Noy hay palabras para describir esta joya de receta. Puse atencion a cada ingrediente, y aunque me falto solo los granos de granada; sin duda estoy esperando que llegue la temporada de granadas para volver hacer este platillo. Delicioso, delicado, y aromatico. Gracias Fransisco Xavier por la receta.  

Lulu
  • FX's answer→ Lulu, me encanta oir que esta receta ha sida un placer para tu tambien!

  • #38
  • Comment by Lulu

Llego por fin el dia esperado; el tiempo de las granadas. Tengo todos los ingredietes, muero de la emocion. Hoy cocinare de nuevo el arroz persa. Que manjar, que delicia. Esta receta la hare mientras Dios me de vida.
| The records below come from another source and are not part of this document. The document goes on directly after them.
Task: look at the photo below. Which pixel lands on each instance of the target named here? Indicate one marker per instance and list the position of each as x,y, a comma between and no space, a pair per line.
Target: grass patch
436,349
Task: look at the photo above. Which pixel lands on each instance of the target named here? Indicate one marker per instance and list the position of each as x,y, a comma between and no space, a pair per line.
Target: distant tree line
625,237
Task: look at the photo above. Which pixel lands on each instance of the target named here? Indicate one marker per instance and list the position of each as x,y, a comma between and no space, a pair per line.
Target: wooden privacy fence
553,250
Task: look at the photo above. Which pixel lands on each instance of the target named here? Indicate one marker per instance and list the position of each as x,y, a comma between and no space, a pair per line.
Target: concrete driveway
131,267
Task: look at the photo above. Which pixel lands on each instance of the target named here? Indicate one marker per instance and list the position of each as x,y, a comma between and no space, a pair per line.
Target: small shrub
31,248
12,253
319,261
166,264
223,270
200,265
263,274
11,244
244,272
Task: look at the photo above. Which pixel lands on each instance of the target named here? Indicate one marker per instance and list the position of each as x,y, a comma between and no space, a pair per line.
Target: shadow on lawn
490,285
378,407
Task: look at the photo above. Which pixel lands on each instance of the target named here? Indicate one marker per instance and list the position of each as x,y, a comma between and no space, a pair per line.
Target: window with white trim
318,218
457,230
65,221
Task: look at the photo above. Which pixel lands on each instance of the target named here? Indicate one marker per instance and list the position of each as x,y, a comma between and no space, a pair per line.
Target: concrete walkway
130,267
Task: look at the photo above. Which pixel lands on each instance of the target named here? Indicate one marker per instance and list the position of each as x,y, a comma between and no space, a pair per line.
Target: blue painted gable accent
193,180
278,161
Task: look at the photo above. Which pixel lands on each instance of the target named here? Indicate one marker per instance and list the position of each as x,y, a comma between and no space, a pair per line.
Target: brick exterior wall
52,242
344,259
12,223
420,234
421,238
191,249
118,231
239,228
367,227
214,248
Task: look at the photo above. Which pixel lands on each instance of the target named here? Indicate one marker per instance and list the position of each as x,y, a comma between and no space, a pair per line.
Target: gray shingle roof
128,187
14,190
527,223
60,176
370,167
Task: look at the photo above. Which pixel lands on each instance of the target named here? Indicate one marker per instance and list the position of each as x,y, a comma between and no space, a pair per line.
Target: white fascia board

Mil gracias por esta receta.

Lulu
  • #39
  • Comment by sara
great recipe, l was looking around for dinner ideas since it was my turn to cook (16 and mums got me into the kitchen) anywho i wanted to try something new so when i stumbled on your website i found it very interesting decided to make it and wow it came out really good! great job on the pictures love them since they help alot
sara
  • #40
  • Comment by Tess
Thanks for posting this fabulous rice dish in such a detailed and beautifully photographed way..  I want to try it but what do you consider a "glass of water" that the saffron soaks in?  Is that 8 oz of water, or 6 oz, or less?  It is the one thing I am not sure of.  Please let me know as I would like to make this soon but do not want to end up with soggy rice.  Thanks
  • #41
  • Comment by Michele
This looks delicious, I cannot wait to try it!
  • #42
  • Comment by anton
Disappointing - the spice amount was overwhelming, and I see now from an earlier comment that it's not meant to be used entirely.  That should be clarified in the recipe.
  • #43
  • Comment by liz owen
Hi, I am looking forward to cooking this dish for some friends tomorrow, I am nervous as I have never cooked this before
I saw a program on sbs last week with an Iranian chef cooking gormeh sabzi , I am hoping this will go well together.
I feel sure I can get most of the ingredients in our Adelaide market. I am using duck for the gormeh sabzi
  • FX's answer→ I think this is a better dish than gormeh sabzi, at least for non-Persians

  • #45
  • Comment by Shane
Absolutely the most delicious rice I have ever had the opportunity to place on my palate!
  • FX's answer→ Well this is quite a comliment!